A recent women's health story from the Washington Post highlights the connection between women's health and holistic/integrative medicine. Here's the scoop...
According to the article, "Yoga Eases Menopause Symptoms in Breast Cancer Survivors", researchers at Duke University found that early stage breast cancer survivors who took part in an 8-week yoga program showed significant reductions in the frequency and severity of their menopause-related hot flashes and also experienced decreases in fatigue, joint pain, sleep disturbance, and symptom-related distress.
Researchers noted that breast cancer survivors often experience more severe menopausal symptoms than other women (combination of reasons why: many of the women are coming off HRT and also the drugs used to prevent cancer recurrence tend to induce or exacerbate menopausal symptoms). The yoga program used in this study was specifically designed to lead participants through gentle stretching postures, breathing exercises, meditation techniques, group discussions and study of yoga principles.
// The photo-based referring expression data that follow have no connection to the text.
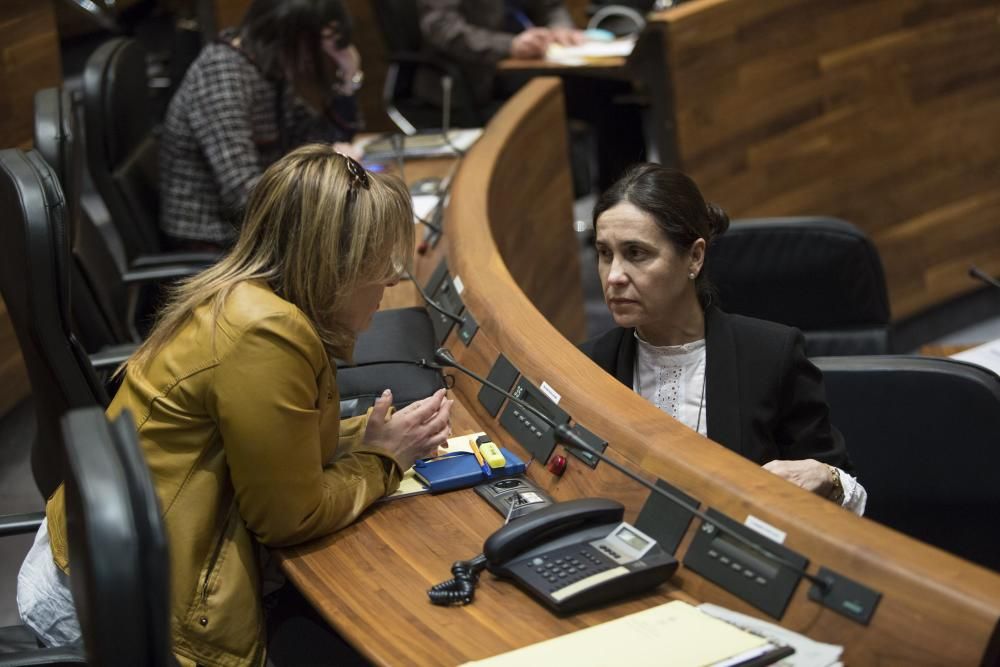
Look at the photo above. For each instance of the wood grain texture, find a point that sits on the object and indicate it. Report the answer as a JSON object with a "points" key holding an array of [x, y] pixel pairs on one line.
{"points": [[14, 384], [882, 113], [29, 61], [370, 579]]}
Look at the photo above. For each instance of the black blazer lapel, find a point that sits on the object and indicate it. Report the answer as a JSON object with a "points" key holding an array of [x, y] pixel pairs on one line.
{"points": [[625, 361], [722, 381], [614, 351]]}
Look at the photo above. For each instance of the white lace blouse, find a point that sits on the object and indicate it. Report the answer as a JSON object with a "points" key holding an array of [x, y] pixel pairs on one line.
{"points": [[672, 377]]}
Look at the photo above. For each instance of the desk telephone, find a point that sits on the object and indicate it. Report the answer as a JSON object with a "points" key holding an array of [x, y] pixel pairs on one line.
{"points": [[568, 555]]}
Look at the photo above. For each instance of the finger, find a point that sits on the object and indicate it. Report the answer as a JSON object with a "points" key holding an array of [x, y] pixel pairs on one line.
{"points": [[381, 408], [439, 424], [438, 437]]}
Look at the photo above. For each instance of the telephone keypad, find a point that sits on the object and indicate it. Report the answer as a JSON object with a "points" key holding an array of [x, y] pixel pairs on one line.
{"points": [[564, 567]]}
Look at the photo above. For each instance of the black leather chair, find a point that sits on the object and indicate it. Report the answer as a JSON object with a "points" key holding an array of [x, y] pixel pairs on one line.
{"points": [[105, 293], [123, 602], [123, 153], [822, 275], [924, 435], [399, 22], [34, 280], [395, 336]]}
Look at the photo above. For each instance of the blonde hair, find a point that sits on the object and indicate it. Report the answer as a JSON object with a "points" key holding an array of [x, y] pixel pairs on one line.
{"points": [[317, 226]]}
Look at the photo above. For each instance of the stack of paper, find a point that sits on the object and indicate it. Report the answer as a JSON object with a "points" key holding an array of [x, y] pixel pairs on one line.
{"points": [[674, 634], [589, 51], [430, 144]]}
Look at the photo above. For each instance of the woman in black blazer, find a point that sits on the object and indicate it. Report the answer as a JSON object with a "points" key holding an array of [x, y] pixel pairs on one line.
{"points": [[743, 382]]}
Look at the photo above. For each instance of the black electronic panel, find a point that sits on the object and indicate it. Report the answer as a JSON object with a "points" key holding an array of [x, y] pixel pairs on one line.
{"points": [[513, 497], [746, 573], [435, 280], [503, 374], [534, 435], [448, 298], [664, 519], [846, 596], [468, 329], [596, 443]]}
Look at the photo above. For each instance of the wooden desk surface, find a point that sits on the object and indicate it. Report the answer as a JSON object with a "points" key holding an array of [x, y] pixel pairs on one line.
{"points": [[880, 113], [370, 579], [603, 67]]}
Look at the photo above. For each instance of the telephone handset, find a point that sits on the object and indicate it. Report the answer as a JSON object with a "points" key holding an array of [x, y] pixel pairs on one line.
{"points": [[577, 553]]}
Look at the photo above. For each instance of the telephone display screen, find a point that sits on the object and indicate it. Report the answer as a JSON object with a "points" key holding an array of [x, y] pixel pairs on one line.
{"points": [[628, 537]]}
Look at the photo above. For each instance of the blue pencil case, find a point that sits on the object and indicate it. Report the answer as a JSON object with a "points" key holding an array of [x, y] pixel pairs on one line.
{"points": [[460, 470]]}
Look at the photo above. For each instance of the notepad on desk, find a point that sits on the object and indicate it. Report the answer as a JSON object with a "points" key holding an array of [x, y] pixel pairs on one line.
{"points": [[425, 144], [414, 482], [674, 633], [591, 51]]}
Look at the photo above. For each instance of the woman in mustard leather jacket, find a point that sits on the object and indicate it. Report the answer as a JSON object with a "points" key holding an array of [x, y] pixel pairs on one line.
{"points": [[235, 399]]}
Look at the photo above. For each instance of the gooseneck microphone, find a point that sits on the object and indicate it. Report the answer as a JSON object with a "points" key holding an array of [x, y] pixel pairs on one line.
{"points": [[398, 143], [570, 438], [976, 272], [446, 84], [458, 319]]}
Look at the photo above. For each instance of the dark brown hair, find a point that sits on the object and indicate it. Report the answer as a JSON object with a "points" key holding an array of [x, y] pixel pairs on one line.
{"points": [[675, 203], [280, 32]]}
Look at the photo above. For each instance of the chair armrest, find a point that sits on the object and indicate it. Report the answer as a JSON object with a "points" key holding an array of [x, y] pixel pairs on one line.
{"points": [[112, 356], [20, 524], [160, 274], [202, 259], [44, 656]]}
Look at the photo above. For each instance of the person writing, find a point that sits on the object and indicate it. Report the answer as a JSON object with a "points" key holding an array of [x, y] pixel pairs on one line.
{"points": [[235, 398], [743, 382], [477, 34], [286, 76]]}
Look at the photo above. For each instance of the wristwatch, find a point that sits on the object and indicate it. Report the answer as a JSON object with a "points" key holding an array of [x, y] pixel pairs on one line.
{"points": [[837, 489]]}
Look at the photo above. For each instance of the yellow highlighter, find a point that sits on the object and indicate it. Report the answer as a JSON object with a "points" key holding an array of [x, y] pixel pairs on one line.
{"points": [[491, 453]]}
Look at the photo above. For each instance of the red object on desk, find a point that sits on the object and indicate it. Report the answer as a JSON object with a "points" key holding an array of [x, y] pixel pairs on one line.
{"points": [[557, 466]]}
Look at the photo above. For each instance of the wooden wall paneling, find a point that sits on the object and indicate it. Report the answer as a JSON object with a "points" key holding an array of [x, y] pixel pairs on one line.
{"points": [[880, 113], [536, 242], [29, 61], [370, 579], [375, 61], [14, 384], [935, 608]]}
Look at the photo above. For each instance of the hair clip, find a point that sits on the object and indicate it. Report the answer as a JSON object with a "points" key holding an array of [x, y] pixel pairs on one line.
{"points": [[357, 172]]}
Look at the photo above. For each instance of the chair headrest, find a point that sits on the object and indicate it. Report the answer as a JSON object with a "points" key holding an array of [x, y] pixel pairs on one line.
{"points": [[812, 273]]}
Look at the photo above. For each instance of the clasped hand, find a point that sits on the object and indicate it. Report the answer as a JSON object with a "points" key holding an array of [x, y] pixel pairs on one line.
{"points": [[534, 42], [809, 474], [415, 432]]}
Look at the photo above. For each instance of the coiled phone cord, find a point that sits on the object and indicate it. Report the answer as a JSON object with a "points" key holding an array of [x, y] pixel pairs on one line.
{"points": [[461, 589]]}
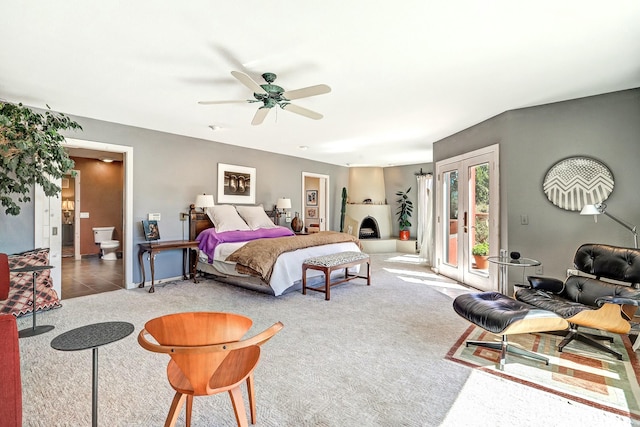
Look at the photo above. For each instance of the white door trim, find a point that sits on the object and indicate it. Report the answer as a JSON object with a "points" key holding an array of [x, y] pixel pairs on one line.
{"points": [[127, 244], [323, 199]]}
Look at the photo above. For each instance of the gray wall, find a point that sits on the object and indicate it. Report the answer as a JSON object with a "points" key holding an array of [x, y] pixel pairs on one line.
{"points": [[605, 127], [169, 171]]}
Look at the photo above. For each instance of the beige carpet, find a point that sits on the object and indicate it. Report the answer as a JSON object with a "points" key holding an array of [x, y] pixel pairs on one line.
{"points": [[372, 356]]}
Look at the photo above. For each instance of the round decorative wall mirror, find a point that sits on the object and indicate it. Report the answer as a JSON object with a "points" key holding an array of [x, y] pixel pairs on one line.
{"points": [[577, 181]]}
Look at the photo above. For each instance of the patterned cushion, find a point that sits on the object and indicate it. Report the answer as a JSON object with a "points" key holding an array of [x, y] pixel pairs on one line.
{"points": [[336, 259], [20, 301]]}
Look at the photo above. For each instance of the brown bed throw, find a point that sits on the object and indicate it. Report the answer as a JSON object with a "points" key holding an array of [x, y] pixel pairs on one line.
{"points": [[257, 257]]}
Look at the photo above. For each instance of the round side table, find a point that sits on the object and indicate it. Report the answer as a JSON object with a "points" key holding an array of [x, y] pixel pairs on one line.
{"points": [[92, 336], [506, 262]]}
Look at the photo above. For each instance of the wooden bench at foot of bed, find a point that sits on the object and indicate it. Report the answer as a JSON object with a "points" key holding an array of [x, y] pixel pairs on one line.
{"points": [[329, 263]]}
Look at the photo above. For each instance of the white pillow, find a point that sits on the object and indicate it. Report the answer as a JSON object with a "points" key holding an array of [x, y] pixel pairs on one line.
{"points": [[255, 217], [226, 218]]}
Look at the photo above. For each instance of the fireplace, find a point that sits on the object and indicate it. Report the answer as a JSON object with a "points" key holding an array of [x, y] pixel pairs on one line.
{"points": [[368, 221], [368, 216], [369, 229]]}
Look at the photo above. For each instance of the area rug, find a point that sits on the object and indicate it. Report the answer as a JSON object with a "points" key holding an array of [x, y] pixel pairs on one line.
{"points": [[578, 373]]}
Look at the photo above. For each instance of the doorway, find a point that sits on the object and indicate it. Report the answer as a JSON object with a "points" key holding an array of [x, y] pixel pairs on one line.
{"points": [[49, 213], [467, 222], [315, 202]]}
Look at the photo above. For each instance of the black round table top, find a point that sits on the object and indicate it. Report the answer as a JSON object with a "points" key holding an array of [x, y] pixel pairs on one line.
{"points": [[31, 268], [92, 336]]}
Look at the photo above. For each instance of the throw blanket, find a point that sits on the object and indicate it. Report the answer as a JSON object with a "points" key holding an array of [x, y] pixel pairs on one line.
{"points": [[210, 238], [258, 256]]}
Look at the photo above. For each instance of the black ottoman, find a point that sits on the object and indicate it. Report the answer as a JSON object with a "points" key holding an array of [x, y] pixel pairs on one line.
{"points": [[501, 315]]}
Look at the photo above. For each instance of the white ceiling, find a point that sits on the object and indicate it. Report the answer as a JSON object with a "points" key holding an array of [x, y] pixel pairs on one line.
{"points": [[403, 74]]}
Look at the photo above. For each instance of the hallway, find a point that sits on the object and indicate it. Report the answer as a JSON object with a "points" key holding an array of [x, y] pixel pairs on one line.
{"points": [[91, 275]]}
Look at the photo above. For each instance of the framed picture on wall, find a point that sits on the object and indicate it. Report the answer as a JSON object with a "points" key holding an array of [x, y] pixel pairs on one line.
{"points": [[236, 184], [151, 230], [312, 197]]}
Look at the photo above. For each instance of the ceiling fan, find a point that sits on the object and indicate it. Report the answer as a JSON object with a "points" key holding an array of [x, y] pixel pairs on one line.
{"points": [[272, 95]]}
"While this is a specific pilot program, women seeking similar results could consult with an experienced yoga instructor to learn some of the same techniques," study co-author Laura Porter said. "In addition to the traditional yoga postures, a well-trained yoga instructor or other mind-body practitioner may be able to provide instruction in breathing and meditation techniques to help manage stress and alleviate bothersome menopausal symptoms."
Yoga did for these women what no pharmaceutical company could -- it provided relief. As more and more of these stories find their way into mainstream media, holistic alternatives to medical treatment are finally getting their share of the spotlight.
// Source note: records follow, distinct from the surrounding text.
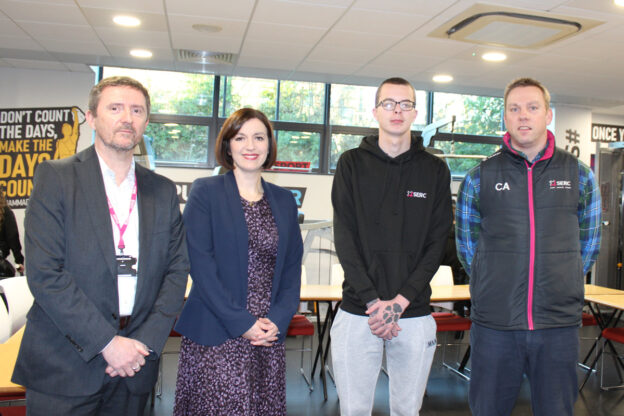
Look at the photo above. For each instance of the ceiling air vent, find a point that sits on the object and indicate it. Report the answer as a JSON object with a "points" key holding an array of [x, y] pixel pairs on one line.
{"points": [[205, 57], [499, 26]]}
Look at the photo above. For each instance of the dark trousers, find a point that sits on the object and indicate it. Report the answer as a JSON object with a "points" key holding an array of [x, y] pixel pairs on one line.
{"points": [[499, 359], [114, 399]]}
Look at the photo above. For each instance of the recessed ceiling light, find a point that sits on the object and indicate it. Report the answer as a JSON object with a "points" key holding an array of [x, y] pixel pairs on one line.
{"points": [[494, 56], [442, 78], [128, 21], [200, 27], [141, 53]]}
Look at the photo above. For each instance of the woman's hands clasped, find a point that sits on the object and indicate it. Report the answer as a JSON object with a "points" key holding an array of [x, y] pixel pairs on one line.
{"points": [[263, 333]]}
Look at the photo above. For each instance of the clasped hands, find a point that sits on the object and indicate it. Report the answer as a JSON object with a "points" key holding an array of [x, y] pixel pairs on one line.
{"points": [[384, 316], [263, 333], [124, 356]]}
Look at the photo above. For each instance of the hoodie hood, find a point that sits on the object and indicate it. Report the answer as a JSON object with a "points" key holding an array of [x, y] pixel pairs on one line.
{"points": [[371, 145]]}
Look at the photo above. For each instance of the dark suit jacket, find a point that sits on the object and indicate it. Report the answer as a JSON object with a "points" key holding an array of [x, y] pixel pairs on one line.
{"points": [[72, 275], [218, 241]]}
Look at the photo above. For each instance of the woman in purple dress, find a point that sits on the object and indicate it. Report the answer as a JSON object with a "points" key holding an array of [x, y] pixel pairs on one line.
{"points": [[245, 249]]}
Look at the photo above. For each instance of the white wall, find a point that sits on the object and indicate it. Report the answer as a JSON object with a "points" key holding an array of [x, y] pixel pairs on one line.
{"points": [[575, 123]]}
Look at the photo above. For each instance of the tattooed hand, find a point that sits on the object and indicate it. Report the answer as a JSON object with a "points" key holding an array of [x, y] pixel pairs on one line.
{"points": [[385, 315]]}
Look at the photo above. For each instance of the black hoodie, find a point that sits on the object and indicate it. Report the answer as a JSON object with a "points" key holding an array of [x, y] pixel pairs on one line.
{"points": [[392, 217]]}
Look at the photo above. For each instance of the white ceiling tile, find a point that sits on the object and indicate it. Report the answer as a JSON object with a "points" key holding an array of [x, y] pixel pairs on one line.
{"points": [[211, 43], [42, 12], [279, 33], [294, 51], [231, 9], [330, 67], [347, 39], [76, 46], [421, 7], [104, 18], [34, 64], [19, 42], [184, 25], [267, 62], [59, 31], [343, 55], [380, 22], [8, 28], [149, 6], [298, 14], [425, 46], [78, 67], [405, 63], [128, 36], [124, 53], [603, 6]]}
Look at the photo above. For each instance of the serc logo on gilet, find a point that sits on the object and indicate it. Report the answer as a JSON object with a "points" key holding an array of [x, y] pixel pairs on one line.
{"points": [[559, 184]]}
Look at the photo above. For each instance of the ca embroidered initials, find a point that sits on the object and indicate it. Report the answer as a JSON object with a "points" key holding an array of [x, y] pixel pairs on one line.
{"points": [[502, 186]]}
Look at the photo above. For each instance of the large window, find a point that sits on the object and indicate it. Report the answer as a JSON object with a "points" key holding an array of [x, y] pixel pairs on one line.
{"points": [[182, 106], [237, 92], [351, 112], [475, 115], [314, 122]]}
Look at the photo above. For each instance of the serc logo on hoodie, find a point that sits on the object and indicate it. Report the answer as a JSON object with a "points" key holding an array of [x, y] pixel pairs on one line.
{"points": [[416, 194]]}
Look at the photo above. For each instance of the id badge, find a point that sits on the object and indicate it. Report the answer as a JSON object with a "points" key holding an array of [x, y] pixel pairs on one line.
{"points": [[126, 265]]}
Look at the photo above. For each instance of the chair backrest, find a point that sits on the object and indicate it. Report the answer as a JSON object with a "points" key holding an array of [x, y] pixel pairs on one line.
{"points": [[337, 275], [443, 277], [19, 300], [5, 324]]}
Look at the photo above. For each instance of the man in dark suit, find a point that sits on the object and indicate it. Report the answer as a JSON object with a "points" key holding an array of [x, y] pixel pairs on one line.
{"points": [[107, 266]]}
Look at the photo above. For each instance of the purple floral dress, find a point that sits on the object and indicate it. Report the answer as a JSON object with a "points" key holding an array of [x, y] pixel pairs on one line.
{"points": [[237, 378]]}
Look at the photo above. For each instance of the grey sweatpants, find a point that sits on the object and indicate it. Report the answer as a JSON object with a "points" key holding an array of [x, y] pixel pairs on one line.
{"points": [[357, 355]]}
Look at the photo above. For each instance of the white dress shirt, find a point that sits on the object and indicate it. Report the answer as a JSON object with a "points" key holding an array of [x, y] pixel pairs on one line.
{"points": [[120, 198]]}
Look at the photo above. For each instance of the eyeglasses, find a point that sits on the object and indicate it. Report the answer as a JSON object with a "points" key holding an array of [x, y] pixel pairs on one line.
{"points": [[389, 104]]}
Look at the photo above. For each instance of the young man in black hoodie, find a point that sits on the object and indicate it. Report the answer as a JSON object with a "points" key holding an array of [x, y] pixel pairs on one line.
{"points": [[392, 216]]}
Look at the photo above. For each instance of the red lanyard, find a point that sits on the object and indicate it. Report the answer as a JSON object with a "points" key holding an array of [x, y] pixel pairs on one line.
{"points": [[122, 228]]}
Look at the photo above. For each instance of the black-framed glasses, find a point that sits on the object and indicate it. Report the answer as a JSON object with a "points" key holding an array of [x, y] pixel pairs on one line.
{"points": [[389, 104]]}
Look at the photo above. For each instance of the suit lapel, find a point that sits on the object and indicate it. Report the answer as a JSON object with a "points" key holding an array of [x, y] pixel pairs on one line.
{"points": [[147, 217], [238, 217], [91, 186], [281, 232]]}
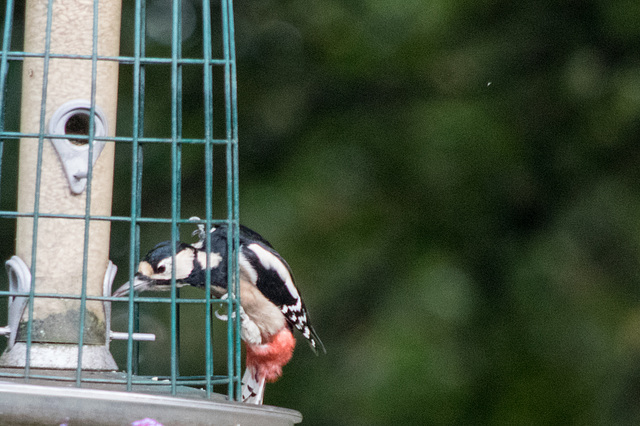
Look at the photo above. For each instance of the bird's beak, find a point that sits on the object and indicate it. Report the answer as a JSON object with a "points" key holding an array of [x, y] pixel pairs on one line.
{"points": [[140, 283]]}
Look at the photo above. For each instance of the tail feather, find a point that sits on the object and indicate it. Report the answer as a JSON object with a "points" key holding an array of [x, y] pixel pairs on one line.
{"points": [[252, 387]]}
The ancient practice of movement and breath, yoga functions as an important part of what's known as Ayurvedic medicine. Developed in India some 5000 years ago, Ayurvedic ("knowledge of life") medicine addresses the relationships between your body, mind and spirit, and how each relates to the world around you. An Ayurvedic approach to health incorporates such elements as changes in eating habits, herbal remedies, and yoga and meditation.
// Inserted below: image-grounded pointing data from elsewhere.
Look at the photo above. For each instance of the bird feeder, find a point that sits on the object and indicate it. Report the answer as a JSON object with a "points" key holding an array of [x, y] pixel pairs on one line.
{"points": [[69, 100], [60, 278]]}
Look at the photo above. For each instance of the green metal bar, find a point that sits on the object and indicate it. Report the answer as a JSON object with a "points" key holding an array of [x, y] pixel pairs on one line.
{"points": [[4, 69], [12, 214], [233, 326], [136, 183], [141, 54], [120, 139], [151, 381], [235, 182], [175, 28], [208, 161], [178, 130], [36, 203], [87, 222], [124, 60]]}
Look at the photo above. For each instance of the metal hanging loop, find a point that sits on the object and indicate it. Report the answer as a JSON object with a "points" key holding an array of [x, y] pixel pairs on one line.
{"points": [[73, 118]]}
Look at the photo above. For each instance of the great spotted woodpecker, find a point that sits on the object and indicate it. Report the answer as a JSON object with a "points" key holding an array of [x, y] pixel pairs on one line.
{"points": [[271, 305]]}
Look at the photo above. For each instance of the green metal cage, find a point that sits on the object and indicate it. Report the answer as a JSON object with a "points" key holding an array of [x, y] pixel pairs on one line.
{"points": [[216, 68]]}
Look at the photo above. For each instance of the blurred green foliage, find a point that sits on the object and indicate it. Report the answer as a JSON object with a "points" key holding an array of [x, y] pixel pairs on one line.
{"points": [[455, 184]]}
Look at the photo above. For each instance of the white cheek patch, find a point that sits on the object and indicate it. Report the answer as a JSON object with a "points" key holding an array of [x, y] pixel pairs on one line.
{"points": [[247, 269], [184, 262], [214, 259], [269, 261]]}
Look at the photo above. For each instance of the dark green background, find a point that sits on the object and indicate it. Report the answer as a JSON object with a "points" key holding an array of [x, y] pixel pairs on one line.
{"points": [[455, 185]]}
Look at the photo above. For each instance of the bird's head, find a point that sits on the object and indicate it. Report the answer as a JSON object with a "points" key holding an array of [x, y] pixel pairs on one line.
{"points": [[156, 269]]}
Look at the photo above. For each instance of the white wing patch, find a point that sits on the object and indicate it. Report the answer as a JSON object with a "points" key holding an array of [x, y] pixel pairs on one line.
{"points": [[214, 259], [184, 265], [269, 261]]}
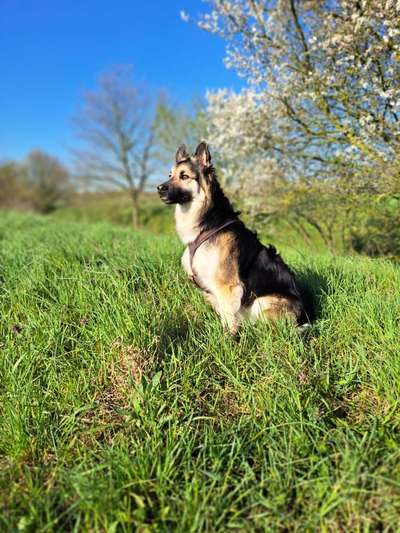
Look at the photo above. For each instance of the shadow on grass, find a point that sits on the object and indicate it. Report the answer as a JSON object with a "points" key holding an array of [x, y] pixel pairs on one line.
{"points": [[315, 288]]}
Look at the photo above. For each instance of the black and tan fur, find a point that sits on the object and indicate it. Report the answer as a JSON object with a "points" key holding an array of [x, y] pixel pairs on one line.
{"points": [[238, 275]]}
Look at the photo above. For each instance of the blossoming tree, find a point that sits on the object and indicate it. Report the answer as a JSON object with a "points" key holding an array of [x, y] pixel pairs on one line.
{"points": [[318, 125]]}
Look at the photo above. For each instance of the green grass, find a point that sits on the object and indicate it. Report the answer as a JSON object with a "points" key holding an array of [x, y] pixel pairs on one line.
{"points": [[115, 207], [123, 404]]}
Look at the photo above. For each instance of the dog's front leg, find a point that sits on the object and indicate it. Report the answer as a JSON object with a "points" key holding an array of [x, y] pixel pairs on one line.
{"points": [[229, 300]]}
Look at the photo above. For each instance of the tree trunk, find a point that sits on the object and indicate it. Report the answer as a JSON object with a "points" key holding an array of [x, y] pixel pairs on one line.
{"points": [[135, 209]]}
While from what the article describes, we know only that the women who participated in this study took part in yoga classes, Ayurvedic medicine has served as a time-tested method for many menopausal women to minimize hot flashes, regain calm and peace in their lives, and feel well again. For more on this topic, I found "Ayurveda and menopause — the tridosha path to hormonal balance" on Womentowomen.com to be an eye-opening read. For a general article about breathing, stress relief, and yoga, click here.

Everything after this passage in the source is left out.